Por isso, quem pretende seguir alguma dessas especializações deve consultar os requisitos oficiais e atualizados do Exército Brasileiro referentes ao curso desejado.
Qual a importância dos brevês no Exército Brasileiro?
Quem observa uma farda militar provavelmente percebe diferentes distintivos.
Os brevês militares normalmente representam qualificações, cursos ou especializações conquistadas ao longo da carreira.
Por trás de um brevê existe um processo de formação.
Por isso, dentro do ambiente militar, determinados distintivos carregam grande significado para quem os conquistou.
Eles podem representar meses de preparação, instruções, avaliações e aprendizado.
Mais do que simplesmente um elemento visual colocado no uniforme, o brevê identifica uma qualificação militar conquistada.
Paraquedista, Selva, Montanha, Comandos, Precursor ou Forças Especiais: qual escolher?
Para quem pretende construir uma carreira no Exército Brasileiro, não existe uma especialização universalmente melhor.
Tudo depende da carreira, das oportunidades existentes e principalmente da aptidão do próprio militar.
Quem possui afinidade com operações aeroterrestres pode se identificar com o paraquedismo.
Quem deseja desenvolver capacidades voltadas para o ambiente amazônico pode se interessar pelas operações na selva.
Outros militares podem buscar montanhismo, Comandos, Precursor ou, posteriormente, especializações ligadas às Forças Especiais.
O importante é entender que cada brevê representa uma capacidade profissional específica.
Perguntas frequentes sobre os cursos do Exército Brasileiro
Quais são os cursos mais conhecidos do Exército Brasileiro?
Entre os cursos e especializações mais conhecidos estão o Curso Básico Paraquedista, cursos de Operações na Selva, Montanhismo Militar, Ações de Comandos, Precursor Paraquedista e Forças Especiais.
Quanto tempo dura o Curso de Paraquedista?
A duração e a organização das formações podem sofrer alterações conforme as normas e programações militares. O treinamento envolve preparação física e técnica antes da realização dos saltos.
Quantos saltos são realizados no Curso de Paraquedista?

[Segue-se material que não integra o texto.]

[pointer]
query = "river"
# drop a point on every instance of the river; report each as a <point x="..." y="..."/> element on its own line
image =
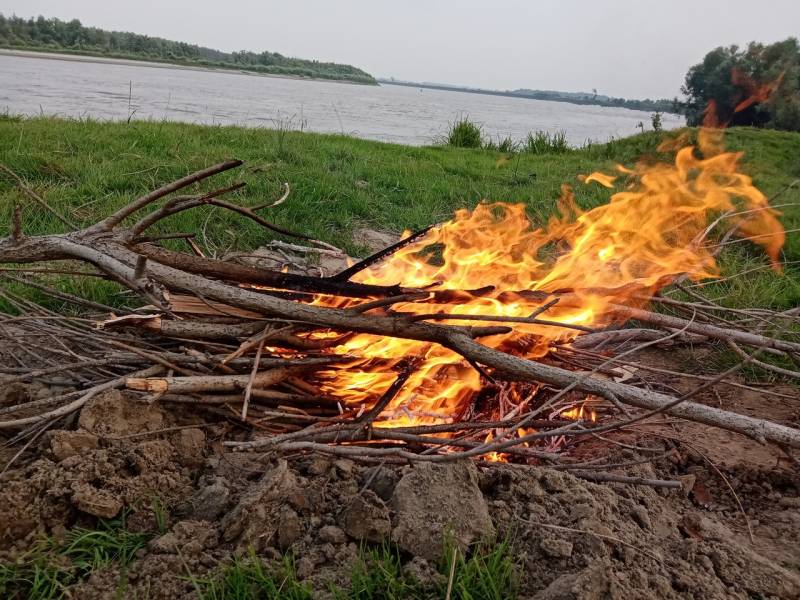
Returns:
<point x="117" y="90"/>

No conteúdo utilizado como base para este artigo são mencionados cinco saltos durante a formação apresentada.
Onde é realizado o Curso de Guerra na Selva?
As principais formações especializadas em operações na selva estão relacionadas ao Centro de Instrução de Guerra na Selva (CIGS), localizado em Manaus, Amazonas.
O que significa CIGS?
CIGS significa Centro de Instrução de Guerra na Selva.

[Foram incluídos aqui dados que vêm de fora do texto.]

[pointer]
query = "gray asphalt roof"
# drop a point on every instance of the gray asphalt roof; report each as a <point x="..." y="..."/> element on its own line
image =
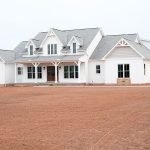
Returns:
<point x="50" y="58"/>
<point x="38" y="39"/>
<point x="21" y="47"/>
<point x="87" y="35"/>
<point x="108" y="42"/>
<point x="143" y="50"/>
<point x="7" y="55"/>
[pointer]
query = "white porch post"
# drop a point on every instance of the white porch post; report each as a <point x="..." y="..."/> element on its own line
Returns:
<point x="36" y="65"/>
<point x="56" y="65"/>
<point x="79" y="71"/>
<point x="86" y="72"/>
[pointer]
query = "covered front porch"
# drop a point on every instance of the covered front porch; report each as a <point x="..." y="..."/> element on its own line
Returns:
<point x="50" y="72"/>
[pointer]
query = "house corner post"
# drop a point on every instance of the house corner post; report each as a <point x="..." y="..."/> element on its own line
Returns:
<point x="56" y="65"/>
<point x="79" y="71"/>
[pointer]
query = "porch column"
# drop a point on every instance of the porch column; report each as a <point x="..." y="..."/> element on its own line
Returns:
<point x="79" y="71"/>
<point x="56" y="65"/>
<point x="36" y="65"/>
<point x="15" y="73"/>
<point x="86" y="72"/>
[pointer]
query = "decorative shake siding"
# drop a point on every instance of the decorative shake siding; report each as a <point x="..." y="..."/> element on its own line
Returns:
<point x="123" y="52"/>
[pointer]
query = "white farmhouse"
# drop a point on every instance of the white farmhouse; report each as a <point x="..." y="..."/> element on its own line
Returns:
<point x="78" y="56"/>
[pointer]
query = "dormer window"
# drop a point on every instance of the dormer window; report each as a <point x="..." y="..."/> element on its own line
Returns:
<point x="51" y="49"/>
<point x="74" y="47"/>
<point x="31" y="49"/>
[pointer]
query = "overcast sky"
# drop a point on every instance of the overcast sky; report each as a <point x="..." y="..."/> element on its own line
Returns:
<point x="23" y="19"/>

O que faz um Comandos do Exército?
O militar especializado em Ações de Comandos recebe treinamento voltado para operações de elevada complexidade e atuação em diferentes ambientes operacionais.
O que faz um Precursor Paraquedista?
O precursor possui funções especializadas relacionadas às operações aeroterrestres, podendo atuar antecipadamente no reconhecimento e preparação das condições necessárias para a chegada de outros elementos da força.
O que fazem as Forças Especiais do Exército?
As Forças Especiais são preparadas para operações que podem exigir grande autonomia, conhecimentos especializados, planejamento, inteligência, infiltração e outras capacidades previstas pela doutrina militar.
Conclusão: os cursos militares e a especialização no Exército Brasileiro
Os cursos do Exército Brasileiro mostram como a atividade militar exige diferentes tipos de especialização.
Um combatente preparado para operar na Floresta Amazônica enfrenta desafios diferentes daqueles encontrados por um paraquedista ou por um militar especializado em montanha.
Da mesma forma, Comandos, Precursores e Forças Especiais possuem funções específicas dentro da estrutura operacional.
É justamente essa diversidade que torna os cursos militares tão interessantes.
Cada brevê conquistado representa não apenas a conclusão de um curso, mas também uma qualificação que prepara o militar para desempenhar determinadas funções dentro do Exército Brasileiro.
Para quem pretende ingressar na carreira militar, conhecer essas especializações também ajuda a entender quantos caminhos podem surgir depois da entrada na Força.